Last week, Honda made its feeling known, writing in a statement, “Our production associates in Alabama, Georgia, Indiana and Ohio deserve fair treatment from Congress and should not be penalized for their choice of a workplace.” Toyota North America followed the next day with a statement to AN, saying, “This policy would unfairly discriminate against American autoworkers based on their choice of whether to unionize … Toyota employees have already sent nearly 10,000 letters to members of Congress who represent them saying: ‘As an American, a taxpayer and a constituent, I ask that you stand up for me and my family and oppose this discriminatory proposal.'”
Automaker alliances like Autos Drive America have piped up, too. The coalition that watches out for the U.S. branches of foreign OEMs said it believes “incentives are key” to making EVs accessible to the average buyer. However, it countered the union provision with, “It is baffling that Congress is pushing electric vehicle incentives that only benefit union workers in certain states,” and, “Today, half of all vehicles manufactured in the U.S. are built by Americans who have chosen not to join a union. Congress needs to keep full incentives for all-electric vehicles and not play favorites.”
President Joe Biden has supported both EV credits as incentives to his goal of making electrified vehicles 50% of the U.S. auto market by 2030, and the $2,500 incentive for union-represented labor. To reach the target, Biden said, “[M]eans purchasing incentives for consumers to buy clean vehicles — union-made right here in America — like the ones championed by Debbie Stabenow and Ron Wyden in the Senate, which provides $7,500 basic credit, $2,500 credit for vehicles made in America, and an additional $2,500 credit for union-made vehicles.”
There’s a ways to go with this before we find out what shape the final EV tax credits take, seeing that the Clean Energy America Act is part of the larger $3.5 trillion budget resolution working its way through Congress, and the budget is sure to get a lot of finessing before potential passage.
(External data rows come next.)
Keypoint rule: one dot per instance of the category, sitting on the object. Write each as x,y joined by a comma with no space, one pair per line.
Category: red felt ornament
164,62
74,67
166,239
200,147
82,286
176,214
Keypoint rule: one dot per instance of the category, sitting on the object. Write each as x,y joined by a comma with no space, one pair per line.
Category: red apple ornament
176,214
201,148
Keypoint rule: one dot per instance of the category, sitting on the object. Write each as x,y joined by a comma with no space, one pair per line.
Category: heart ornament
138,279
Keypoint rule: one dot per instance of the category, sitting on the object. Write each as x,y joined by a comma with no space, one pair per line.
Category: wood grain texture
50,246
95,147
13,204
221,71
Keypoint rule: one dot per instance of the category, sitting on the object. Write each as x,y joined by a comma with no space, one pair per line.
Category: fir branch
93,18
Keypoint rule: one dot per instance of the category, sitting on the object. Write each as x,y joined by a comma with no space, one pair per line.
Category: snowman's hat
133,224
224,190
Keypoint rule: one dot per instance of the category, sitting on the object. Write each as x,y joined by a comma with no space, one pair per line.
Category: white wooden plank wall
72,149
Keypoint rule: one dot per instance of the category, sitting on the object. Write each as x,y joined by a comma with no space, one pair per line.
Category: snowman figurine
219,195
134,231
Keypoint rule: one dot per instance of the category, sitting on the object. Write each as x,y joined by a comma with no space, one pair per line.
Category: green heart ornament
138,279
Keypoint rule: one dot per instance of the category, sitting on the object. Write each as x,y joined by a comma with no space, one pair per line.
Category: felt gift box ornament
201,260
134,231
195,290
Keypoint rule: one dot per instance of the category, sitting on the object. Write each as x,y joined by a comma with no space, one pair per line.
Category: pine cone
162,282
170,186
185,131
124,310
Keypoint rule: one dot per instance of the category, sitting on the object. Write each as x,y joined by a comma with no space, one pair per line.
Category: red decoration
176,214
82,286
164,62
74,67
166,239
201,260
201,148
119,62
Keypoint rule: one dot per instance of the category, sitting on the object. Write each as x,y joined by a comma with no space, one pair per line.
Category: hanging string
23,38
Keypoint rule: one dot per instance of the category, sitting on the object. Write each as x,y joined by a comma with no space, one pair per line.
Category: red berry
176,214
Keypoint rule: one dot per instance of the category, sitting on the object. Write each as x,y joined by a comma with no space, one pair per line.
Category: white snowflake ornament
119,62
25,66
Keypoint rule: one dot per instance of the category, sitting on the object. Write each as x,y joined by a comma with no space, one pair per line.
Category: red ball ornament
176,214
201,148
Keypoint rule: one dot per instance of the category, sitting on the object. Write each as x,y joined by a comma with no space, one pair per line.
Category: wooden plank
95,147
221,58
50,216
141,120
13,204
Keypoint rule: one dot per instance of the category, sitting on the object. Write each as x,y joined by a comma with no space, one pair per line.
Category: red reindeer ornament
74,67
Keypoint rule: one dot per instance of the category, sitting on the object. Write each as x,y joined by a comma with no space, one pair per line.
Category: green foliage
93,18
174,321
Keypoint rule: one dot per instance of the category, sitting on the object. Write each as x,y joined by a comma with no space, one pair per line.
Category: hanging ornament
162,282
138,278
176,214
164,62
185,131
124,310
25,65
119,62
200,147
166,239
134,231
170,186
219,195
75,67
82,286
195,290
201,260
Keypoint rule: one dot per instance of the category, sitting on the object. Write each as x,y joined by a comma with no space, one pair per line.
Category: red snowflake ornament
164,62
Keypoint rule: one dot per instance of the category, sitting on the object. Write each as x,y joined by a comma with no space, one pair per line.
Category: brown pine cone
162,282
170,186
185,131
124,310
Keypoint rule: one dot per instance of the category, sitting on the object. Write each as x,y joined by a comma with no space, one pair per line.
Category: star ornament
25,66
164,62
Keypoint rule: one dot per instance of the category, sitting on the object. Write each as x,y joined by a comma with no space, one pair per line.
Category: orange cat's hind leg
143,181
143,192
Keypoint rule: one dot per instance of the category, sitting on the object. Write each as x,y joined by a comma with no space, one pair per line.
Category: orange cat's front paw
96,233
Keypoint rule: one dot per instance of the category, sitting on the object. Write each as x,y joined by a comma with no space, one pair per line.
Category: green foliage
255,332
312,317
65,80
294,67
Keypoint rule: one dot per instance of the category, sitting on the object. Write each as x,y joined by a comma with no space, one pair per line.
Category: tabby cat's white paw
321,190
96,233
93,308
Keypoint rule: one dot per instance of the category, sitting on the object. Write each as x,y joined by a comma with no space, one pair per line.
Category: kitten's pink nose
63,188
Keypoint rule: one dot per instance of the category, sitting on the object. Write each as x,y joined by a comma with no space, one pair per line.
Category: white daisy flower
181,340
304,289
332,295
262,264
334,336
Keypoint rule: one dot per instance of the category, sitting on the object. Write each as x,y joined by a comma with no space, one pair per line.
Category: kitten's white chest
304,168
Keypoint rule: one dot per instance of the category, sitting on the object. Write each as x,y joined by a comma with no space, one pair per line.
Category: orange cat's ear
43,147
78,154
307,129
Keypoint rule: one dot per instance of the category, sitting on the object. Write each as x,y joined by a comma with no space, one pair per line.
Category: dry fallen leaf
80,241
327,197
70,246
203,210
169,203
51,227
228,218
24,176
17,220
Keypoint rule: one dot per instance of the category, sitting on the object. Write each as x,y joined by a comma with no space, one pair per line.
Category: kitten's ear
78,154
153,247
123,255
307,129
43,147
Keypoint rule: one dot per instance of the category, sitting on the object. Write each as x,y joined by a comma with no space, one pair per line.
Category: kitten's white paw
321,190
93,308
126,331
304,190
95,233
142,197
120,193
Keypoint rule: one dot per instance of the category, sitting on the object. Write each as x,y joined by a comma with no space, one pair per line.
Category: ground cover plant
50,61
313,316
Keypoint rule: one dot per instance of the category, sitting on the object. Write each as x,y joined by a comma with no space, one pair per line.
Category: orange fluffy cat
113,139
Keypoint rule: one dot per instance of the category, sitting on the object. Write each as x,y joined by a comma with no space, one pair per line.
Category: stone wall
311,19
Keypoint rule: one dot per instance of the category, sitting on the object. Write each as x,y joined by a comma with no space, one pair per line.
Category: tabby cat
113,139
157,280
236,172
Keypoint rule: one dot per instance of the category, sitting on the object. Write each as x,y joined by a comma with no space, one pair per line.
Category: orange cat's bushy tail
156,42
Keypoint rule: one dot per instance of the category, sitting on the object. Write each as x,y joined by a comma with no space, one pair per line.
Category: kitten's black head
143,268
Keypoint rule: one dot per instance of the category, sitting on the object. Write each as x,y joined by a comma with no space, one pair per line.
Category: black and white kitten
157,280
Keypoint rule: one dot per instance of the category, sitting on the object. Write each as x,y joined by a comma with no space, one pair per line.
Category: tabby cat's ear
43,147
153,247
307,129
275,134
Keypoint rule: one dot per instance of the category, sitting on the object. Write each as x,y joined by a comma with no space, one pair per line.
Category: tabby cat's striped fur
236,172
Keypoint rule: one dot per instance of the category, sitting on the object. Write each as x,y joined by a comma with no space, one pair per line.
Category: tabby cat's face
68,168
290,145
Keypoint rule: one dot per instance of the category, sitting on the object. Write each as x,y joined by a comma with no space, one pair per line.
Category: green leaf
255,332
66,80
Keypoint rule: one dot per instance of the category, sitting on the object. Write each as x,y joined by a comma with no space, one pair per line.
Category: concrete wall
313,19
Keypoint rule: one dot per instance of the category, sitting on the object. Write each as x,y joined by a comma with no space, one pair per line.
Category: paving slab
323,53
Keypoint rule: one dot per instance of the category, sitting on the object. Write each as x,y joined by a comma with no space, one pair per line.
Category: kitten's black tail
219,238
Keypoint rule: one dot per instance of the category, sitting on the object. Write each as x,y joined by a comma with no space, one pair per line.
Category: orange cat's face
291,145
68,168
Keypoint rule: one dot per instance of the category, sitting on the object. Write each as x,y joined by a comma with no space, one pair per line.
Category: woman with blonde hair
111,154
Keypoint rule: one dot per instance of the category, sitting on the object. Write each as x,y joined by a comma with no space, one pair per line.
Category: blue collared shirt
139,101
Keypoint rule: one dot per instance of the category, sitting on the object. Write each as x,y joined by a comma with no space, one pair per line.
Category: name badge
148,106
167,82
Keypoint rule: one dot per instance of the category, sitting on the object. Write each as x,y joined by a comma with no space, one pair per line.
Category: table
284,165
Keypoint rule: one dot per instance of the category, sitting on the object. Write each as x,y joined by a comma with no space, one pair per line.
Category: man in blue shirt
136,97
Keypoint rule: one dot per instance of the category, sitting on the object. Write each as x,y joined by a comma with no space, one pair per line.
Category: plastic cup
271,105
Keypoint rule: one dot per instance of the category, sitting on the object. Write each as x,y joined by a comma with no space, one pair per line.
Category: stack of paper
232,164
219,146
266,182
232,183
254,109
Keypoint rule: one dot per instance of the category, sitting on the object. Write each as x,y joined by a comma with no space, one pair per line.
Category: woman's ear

For instance, these new proposed credits up to $12,500 cannot be applied to any vehicle that costs more than $80,000. But separately from all of this, the full Senate passed a non-binding amendment to the budget resolution that would further restrict EV incentives in two ways: No one making more than $100,000 per year could claim a credit, and credits couldn’t be applied to any vehicle costing more than $40,000. Of the 13 EVs on the market as of writing, that would leave four available for incentives to buyers making less than six figures: The base trim Chevrolet Bolt, the Hyundai Ioniq, the base Hyundai Kona EV with no options, and the Nissan Leaf. So it looks like we’re not talking about ‘not picking favorites,’ we’re waiting to find out which vehicles will be considered favorites, and for which buyers.